Die Lage im Baltikum hat sich verschärft

Seit Ausstrahlung der Erstsendung 2014 hat sich die Lage verschärft, erklärte die Autorin Elke Pressler anlässlich der ersten Sendungswiederholung im Jahr 2018.

Die NATO hat in den letzten Jahren ihre Präsenz im Baltikum, in Polen und im Schwarzmeerraum erhöht und ihre Streitkräfte auf 40.000 Mann aufgestockt. Das Bündnis zitiert Russlands "Gewaltanwendung gegen seine Nachbarn" nach dem Referendum auf der Krim 2014, das zur Abspaltung der Region von der Ukraine und zur Wiedervereinigung mit Russland führte.
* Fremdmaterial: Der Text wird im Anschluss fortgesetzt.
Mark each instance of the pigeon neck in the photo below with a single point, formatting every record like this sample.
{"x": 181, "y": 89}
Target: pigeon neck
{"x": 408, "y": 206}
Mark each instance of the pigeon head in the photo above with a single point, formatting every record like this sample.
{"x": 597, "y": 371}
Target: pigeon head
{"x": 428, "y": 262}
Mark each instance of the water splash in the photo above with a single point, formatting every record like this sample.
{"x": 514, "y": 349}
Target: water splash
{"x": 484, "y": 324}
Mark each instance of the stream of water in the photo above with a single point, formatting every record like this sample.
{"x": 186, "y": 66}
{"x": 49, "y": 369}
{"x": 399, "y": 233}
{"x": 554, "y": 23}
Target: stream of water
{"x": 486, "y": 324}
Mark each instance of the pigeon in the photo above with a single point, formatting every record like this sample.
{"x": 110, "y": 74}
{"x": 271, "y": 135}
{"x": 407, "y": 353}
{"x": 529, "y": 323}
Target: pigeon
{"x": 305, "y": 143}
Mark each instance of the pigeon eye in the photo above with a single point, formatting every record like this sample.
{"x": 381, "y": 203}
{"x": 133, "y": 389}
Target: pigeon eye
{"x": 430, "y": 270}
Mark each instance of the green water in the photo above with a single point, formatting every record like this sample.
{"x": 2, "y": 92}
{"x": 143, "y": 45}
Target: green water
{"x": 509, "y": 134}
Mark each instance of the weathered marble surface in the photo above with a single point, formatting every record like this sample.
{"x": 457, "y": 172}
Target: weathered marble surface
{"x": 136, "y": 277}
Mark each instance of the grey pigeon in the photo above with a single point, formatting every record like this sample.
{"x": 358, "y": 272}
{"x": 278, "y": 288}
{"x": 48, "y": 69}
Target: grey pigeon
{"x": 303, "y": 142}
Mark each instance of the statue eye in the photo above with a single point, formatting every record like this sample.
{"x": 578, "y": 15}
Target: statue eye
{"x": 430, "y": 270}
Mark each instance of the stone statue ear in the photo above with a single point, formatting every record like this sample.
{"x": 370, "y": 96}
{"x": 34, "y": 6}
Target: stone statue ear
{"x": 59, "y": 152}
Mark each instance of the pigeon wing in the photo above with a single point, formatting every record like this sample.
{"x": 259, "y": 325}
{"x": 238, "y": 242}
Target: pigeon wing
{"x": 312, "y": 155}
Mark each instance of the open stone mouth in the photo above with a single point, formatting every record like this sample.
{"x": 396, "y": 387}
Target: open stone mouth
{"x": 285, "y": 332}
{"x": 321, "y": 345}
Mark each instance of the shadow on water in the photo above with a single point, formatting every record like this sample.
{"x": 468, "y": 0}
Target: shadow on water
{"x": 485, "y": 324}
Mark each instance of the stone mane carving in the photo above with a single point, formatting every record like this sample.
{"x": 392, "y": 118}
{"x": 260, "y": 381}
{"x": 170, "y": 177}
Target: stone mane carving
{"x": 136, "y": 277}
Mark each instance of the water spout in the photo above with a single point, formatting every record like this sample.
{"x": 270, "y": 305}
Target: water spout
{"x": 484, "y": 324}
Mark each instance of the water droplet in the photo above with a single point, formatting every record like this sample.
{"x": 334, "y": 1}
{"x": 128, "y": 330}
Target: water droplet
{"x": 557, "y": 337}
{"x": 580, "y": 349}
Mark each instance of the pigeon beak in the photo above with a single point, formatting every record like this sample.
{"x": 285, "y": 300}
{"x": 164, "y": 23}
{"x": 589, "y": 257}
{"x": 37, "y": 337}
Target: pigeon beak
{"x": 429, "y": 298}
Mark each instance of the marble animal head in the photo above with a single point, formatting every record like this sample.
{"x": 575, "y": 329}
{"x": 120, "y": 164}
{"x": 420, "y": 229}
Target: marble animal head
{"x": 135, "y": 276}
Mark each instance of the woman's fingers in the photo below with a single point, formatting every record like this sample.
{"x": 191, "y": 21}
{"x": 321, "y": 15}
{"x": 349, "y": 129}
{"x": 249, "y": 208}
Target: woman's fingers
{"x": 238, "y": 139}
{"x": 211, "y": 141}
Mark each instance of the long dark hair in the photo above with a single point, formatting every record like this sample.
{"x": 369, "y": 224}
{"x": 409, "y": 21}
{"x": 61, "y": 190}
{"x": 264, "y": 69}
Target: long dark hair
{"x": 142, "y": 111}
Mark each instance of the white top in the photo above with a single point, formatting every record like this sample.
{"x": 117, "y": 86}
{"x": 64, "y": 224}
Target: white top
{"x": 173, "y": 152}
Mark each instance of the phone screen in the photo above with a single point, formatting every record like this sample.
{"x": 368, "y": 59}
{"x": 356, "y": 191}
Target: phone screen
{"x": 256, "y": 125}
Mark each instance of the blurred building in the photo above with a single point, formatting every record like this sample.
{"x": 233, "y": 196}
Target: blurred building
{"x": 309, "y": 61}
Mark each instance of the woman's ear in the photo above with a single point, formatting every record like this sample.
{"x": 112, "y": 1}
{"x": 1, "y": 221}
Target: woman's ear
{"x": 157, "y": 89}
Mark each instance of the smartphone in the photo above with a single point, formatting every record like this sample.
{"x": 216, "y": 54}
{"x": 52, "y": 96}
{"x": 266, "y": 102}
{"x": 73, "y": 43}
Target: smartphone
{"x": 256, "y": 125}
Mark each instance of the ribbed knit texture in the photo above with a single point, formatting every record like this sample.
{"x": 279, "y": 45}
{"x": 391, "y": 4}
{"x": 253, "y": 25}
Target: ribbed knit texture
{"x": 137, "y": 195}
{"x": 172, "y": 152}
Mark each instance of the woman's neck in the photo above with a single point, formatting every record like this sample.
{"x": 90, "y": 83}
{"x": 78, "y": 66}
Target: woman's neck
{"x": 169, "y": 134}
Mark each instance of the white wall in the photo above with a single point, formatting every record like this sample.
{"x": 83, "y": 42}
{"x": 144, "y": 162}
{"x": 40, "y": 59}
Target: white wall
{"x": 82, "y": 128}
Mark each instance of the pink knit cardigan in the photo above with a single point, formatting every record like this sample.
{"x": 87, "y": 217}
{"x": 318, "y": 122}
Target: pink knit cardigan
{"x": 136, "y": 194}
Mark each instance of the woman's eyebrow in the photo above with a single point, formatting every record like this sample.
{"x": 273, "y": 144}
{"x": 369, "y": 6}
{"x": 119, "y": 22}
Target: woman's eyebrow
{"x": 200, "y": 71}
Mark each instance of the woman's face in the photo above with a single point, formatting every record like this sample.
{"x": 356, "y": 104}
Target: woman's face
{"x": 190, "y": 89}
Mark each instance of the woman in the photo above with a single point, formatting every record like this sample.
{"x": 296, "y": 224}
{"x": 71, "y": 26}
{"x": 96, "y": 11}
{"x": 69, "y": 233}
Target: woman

Außerdem wirft sie Moskau vor, die rebellischen Regionen Lugansk und Donezk im Osten der Ukraine zu unterstützen.

Im Mai 2018 fanden deshalb in Estland die sogenannten "Siil" (Igel) -Übungen statt, an denen neben Truppen der estnischen Berufs- und Freiwilligenarmee, Wehrpflichtigen und Reservisten auch Einheiten aus 19 NATO- und anderen Partnerstaaten teilnehmen, insgesamt mehr als 15.000, einschließlich verstärkter "Forward Presence"-Truppen. Es war eines der bisher größten Manöver in der Geschichte des baltischen EU-und NATO-Landes. Die "Forward Presence" Aufrüstungsinitiative der NATO wurde mit der "Abschreckung Russlands" begründet.

Im Baltikum nehmen die Ängste vor Russland stetig und massiv zu, denn wie auf der Krim gibt es auch in Estland, Lettland und Litauen starke russische Minderheiten. "Sind wir als Nächstes dran", fragen sich die Esten beklommen nach der völkerrechtswidrigen Annexion der Krim. Deutschland garantiert Unterstützung gegen Russland.

Vor diesem aktuell-bedrohlichen Hintergrund, in dieser Gefährdungslage stand das Jubiläum "100 Jahre Erste Unabhängigkeit Estlands von Russland" am 24. Februar 2018 in ganz besonderem Licht.

Elke Pressler, 2018

Was ist estnisch?

Die Geschichte Estlands ist die eines fortwährenden Versuchs der Auslöschung. Seit das Land sich 1991 unabhängig erklärt hat, ist es auf der Suche nach seiner Idendität, seinem Kern und seiner Substanz.
Soll der russischen Minderheit im Land ein Sprachzeugnis oder gar ein Bekenntnis zur Mehrheitskultur abverlangt werden? Und wie definiert die sich überhaupt - in einem Land, das wie kaum ein anderes auf Internet und digitale Vernetzung setzt?
Mit ihrem Roman "Fegefeuer" (2012) hat die estnisch-finnische Autorin Sofi Oksanen eine Debatte angestoßen, die noch nicht beendet scheint: Wie weit haben die Esten die Jahrzehnte sowjetischer Okkupation und erzwungenen Schweigens aufgearbeitet, und welche Lehren sind zu ziehen? Fragen, die vor dem Hintergrund der Geschehnisse in der Ukraine neue Brisanz bekommen.
Die finnisch-estnische Autorin als Ehrengast während eines Interviews im Gresham Palast auf dem 21. Budapest International Book Festival in Budapest, Ungarn, am 24. April 2014. 
Die finnisch-estnische Schriftstellerin und Dramaturgin Sofi Oksanen© picture alliance / dpa / Balazs Mohai
Um die Bedeutung von Oksanens Roman "Fegefeuer" und der gleichnamigen Oper von Jüri Reinvere geht es in der ersten Stunde dieser Sendung.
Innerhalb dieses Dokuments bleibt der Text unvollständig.